Jubelnde Menschen, empörte Händler und neidische Gelehrte: Als Jesus an diesem Donnerstag durch Jerusalem läuft, erinnert er sich an viele Gesichter. Jesus ist erst seit Kurzem in der Stadt, hat aber schon einiges erlebt.
Am vergangenen Sonntag war Jesus auf einem Esel in Jerusalem eingezogen. Die Bewohner schwenkten Palmzweige und riefen: „Hosianna!“ Hosianna war ein alter Klageruf. Die Bewohner wollten von Jesus gerettet werden. Durch den Tumult wurden die Priester erstmals auf Jesus aufmerksam. Als er am Montag die Händler aus dem Tempel vertrieb, spitzte sich die Lage zu. Die Priester wurden noch wütender, als Jesus sie am Dienstag austrickste. Sie wollten ihn gegen den Kaiser aufhetzen, doch er durchschaute die Falle. Am Mittwoch schließlich bekamen die Priester ihre Chance: Sie bestachen einen Apostel, einen der engsten Vertrauten Jesu. Judas versprach, Jesus auszuliefern. Aber der wusste von dem Verrat.

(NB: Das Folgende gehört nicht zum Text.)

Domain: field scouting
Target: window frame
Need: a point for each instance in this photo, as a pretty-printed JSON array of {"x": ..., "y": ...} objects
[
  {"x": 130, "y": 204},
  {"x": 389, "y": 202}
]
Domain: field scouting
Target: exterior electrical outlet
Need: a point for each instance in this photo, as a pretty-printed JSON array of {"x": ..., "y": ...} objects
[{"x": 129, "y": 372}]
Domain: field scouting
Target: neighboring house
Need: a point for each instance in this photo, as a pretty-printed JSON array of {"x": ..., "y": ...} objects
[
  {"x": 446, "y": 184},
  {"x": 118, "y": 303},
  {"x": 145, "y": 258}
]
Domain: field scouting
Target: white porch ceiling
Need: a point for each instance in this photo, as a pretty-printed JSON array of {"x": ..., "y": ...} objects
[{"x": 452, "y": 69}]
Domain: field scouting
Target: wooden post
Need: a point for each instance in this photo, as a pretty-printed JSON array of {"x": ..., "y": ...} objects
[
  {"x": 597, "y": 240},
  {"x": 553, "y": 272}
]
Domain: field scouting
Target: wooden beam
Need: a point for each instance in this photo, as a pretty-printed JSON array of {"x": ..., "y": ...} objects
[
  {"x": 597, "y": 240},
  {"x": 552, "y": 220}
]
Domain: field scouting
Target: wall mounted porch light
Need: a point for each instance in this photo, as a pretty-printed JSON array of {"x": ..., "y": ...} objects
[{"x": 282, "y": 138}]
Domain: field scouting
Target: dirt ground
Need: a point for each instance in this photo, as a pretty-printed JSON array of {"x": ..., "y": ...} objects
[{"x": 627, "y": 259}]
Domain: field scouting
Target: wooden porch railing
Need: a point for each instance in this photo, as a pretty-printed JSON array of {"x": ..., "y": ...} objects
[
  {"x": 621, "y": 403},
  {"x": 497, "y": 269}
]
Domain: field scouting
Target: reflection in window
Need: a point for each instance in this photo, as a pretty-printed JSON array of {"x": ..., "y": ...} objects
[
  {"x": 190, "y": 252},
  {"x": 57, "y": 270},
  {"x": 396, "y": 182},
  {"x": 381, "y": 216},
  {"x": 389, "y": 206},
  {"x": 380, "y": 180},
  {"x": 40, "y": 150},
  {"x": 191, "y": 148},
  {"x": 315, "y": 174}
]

All das beschäftigt Jesus, als er am Donnerstag durch Jerusalem spaziert. Seine Apostel kaufen für eines der wichtigsten jüdischen Feste, das Pessach, ein. Jesus hat dieses Fest oft gefeiert – heute wird er es zum letzten Mal tun. Am Abend treffen sich Jesus und seine zwölf Apostel zum letzten Abendmahl. Die Stimmung ist gedrückt, die Apostel wissen durch Jesus von dem Verräter. Aber keiner ahnt, dass es Judas ist. Außer Jesus, der aber ruhig bleibt.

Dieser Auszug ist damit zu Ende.